Fed em Sintra e o jogo dos juros americanos
Macro Global
O presidente do Federal Reserve, Warsh, participou de painel do BCE em Sintra, mantendo mercados atentos a qualquer sinal sobre o ritmo de juros. Novos dados de emprego nos EUA levaram as bolsas a recuar. Juro americano mais alto por mais tempo pressiona o dólar e limita espaço para afrouxamento da Selic no Brasil.
Dividendos, política e inflação no radar
Giro Brasil
Brasil: 17 empresas pagam dividendos em julho (Allos, Equatorial e Alupar no topo). Política: recesso do STF desloca discussão sobre pena de Bolsonaro para a reta eleitoral; Flávio Bolsonaro busca apoio do eleitorado feminino. Inflação persistente mantém o BC cauteloso quanto à meta e ao teto.

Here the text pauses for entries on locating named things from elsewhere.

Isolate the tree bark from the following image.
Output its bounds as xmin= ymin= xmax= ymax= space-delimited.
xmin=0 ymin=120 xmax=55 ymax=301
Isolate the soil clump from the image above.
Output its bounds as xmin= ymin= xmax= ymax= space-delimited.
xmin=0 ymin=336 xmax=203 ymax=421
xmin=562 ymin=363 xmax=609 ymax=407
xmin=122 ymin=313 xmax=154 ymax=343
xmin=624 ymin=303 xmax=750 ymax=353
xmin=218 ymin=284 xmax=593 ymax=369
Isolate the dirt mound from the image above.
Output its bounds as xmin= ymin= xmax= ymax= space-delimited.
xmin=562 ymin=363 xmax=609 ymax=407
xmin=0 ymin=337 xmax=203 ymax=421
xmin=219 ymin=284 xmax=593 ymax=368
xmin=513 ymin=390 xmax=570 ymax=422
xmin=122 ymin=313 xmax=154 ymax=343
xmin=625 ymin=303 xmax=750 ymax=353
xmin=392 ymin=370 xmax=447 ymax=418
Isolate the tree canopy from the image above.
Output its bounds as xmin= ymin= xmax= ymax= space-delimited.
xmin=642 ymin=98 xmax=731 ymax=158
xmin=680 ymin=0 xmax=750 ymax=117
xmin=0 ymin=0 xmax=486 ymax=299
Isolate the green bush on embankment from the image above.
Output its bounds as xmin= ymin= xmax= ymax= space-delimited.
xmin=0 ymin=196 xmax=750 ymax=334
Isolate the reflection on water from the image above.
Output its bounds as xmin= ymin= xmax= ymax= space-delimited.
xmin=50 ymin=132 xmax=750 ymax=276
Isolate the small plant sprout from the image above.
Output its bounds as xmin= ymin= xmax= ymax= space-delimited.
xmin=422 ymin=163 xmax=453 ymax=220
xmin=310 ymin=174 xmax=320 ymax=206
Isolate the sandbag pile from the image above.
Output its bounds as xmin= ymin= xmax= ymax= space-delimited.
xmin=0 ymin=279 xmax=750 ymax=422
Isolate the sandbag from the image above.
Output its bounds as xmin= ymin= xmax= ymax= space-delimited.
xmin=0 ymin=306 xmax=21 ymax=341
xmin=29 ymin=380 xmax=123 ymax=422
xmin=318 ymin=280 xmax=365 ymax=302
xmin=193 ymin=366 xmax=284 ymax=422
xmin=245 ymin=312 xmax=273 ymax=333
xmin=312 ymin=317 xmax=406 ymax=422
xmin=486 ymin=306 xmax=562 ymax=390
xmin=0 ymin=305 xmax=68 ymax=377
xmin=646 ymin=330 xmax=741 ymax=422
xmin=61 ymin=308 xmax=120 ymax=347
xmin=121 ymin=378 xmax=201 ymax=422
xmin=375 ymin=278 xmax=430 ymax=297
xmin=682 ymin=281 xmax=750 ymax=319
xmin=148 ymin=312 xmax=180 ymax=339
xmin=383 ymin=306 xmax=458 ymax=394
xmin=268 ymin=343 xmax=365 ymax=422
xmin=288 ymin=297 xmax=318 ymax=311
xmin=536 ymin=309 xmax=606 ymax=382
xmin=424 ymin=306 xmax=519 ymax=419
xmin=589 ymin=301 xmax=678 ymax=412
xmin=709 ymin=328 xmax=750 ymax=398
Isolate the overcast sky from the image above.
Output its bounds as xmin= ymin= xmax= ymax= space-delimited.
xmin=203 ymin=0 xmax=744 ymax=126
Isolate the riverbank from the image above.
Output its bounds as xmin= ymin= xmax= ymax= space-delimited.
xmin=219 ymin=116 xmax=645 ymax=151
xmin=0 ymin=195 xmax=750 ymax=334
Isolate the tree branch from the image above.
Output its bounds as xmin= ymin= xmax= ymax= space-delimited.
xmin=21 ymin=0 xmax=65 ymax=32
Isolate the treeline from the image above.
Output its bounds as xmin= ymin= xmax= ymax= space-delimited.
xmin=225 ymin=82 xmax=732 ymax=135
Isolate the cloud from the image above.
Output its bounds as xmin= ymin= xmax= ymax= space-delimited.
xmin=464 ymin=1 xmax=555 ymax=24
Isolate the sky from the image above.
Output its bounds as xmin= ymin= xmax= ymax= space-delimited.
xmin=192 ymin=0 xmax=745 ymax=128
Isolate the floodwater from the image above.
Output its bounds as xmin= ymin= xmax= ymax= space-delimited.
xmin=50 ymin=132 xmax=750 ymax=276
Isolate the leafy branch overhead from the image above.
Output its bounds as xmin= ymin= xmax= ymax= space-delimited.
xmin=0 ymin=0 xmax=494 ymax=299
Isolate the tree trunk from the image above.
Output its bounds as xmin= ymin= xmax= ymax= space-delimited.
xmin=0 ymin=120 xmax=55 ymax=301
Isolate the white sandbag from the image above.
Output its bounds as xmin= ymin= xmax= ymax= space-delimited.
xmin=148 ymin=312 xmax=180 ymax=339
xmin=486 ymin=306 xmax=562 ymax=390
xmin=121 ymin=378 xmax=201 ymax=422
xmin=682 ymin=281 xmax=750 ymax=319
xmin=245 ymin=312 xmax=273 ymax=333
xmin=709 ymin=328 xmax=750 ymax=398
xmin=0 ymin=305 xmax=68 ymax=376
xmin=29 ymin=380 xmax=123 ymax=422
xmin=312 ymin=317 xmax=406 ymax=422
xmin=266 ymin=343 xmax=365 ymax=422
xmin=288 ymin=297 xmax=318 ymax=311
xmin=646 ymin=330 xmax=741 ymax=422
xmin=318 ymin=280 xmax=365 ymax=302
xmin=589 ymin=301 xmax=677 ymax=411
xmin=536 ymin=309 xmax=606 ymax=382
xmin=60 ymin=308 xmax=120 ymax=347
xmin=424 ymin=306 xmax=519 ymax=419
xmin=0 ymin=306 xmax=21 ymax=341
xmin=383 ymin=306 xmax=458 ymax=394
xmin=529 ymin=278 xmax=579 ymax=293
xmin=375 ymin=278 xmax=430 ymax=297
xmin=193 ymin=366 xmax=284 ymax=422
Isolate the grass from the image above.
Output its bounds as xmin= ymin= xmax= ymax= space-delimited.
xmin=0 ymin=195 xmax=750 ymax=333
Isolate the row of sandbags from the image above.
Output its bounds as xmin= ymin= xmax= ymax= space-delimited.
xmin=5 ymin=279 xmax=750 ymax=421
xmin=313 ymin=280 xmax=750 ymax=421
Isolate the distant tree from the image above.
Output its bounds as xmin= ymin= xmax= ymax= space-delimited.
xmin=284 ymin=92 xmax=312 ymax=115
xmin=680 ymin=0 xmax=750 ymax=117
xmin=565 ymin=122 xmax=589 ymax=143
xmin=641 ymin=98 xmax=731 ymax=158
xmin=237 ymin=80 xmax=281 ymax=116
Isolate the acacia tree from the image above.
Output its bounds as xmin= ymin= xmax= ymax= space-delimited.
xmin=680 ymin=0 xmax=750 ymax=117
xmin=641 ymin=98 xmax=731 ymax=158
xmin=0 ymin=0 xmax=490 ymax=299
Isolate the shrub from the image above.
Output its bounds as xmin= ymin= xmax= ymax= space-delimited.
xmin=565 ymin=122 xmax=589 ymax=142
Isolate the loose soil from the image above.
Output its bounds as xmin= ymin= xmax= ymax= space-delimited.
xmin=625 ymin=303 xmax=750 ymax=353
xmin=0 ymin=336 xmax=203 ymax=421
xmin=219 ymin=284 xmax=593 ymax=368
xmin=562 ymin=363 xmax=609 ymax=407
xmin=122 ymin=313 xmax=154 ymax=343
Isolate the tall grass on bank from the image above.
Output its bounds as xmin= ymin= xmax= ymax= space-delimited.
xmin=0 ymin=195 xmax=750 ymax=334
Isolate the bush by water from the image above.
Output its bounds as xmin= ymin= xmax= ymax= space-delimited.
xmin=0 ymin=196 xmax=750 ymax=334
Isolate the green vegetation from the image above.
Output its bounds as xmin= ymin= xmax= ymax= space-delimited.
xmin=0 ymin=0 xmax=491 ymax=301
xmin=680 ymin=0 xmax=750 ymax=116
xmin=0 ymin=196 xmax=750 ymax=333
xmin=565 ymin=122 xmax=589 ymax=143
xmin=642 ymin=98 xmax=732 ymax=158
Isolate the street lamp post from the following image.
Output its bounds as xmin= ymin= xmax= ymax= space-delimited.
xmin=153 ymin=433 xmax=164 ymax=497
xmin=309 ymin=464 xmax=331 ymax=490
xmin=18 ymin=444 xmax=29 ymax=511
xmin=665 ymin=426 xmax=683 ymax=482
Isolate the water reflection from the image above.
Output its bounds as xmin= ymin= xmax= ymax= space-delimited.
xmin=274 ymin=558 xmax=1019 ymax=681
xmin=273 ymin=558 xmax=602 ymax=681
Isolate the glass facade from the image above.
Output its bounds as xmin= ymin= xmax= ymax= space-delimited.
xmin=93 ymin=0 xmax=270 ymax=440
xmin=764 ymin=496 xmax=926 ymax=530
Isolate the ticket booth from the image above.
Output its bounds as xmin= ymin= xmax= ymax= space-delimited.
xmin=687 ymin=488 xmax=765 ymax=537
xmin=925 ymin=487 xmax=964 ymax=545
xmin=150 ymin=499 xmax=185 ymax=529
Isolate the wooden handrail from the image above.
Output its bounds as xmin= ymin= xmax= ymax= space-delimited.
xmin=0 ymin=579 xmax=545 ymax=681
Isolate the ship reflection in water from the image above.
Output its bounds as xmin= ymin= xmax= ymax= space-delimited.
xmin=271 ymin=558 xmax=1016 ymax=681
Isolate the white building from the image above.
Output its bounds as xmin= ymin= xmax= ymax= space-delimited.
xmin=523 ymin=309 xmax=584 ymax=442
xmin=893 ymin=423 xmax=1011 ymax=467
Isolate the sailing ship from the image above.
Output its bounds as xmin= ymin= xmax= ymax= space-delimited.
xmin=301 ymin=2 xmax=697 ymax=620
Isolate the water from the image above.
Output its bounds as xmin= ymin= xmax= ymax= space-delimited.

BTG, Meta e tensão em Ormuz
Giro Exterior
Exterior: BTG colidera aporte de US$ 85 milhões na fintech colombiana Addi. Meta estuda vender poder computacional de IA em nuvem, entrando no campo de AWS, Azure e Google Cloud. No Golfo, Ghalibaf reafirma que a gratuidade de passagem por Ormuz vale 60 dias e que o Irã não abrirá mão de seus direitos, mantendo o petróleo como variável de risco.
Snapshot do dia
Dólar acima de R$ 5,20 | Ibovespa queda de mais de 1% | Ibovespa semestre +6,76% Dólar acima de R$ 5,20 e Ibovespa em queda de mais de 1% no primeiro pregão do semestre (01/07). Depois de um semestre que terminou em recorde (+6,76%), bastou uma manchete de sanção internacional para virar o humor. É o lembrete de que, num ano eleitoral e com juro americano no radar, o Brasil precifica risco na velocidade de um comunicado do Tesouro dos EUA. Recorde no retrovisor, cautela no para-brisa.
Giro pelo mercado
Brasil
- DIVIDENDOS: 17 empresas remuneram acionistas em julho; Allos, Equatorial e Alupar são destaques entre shoppings e energia.
- POLITICA: Recesso do STF desloca discussão sobre pena de Bolsonaro para a reta decisiva da eleição; Flávio Bolsonaro busca ampliar apoio entre eleitoras.
- INFLACAO: Debate sobre meta de inflação e teto real segue vivo; persistência inflacionária mantém o BC com postura cautelosa.
Exterior
- BTG: BTG colidera aporte de US$ 85 milhões na fintech colombiana Addi, reforçando apetite por crédito digital na América Latina.
- META: Meta estuda vender poder computacional de IA em nuvem, movimento que a aproxima do território de AWS, Azure e Google Cloud.
- IRÃ: Ghalibaf afirma que gratuidade de passagem por Ormuz vale 60 dias e que o Irã não abrirá mão de seus direitos, mantendo risco geopolítico sobre o petróleo.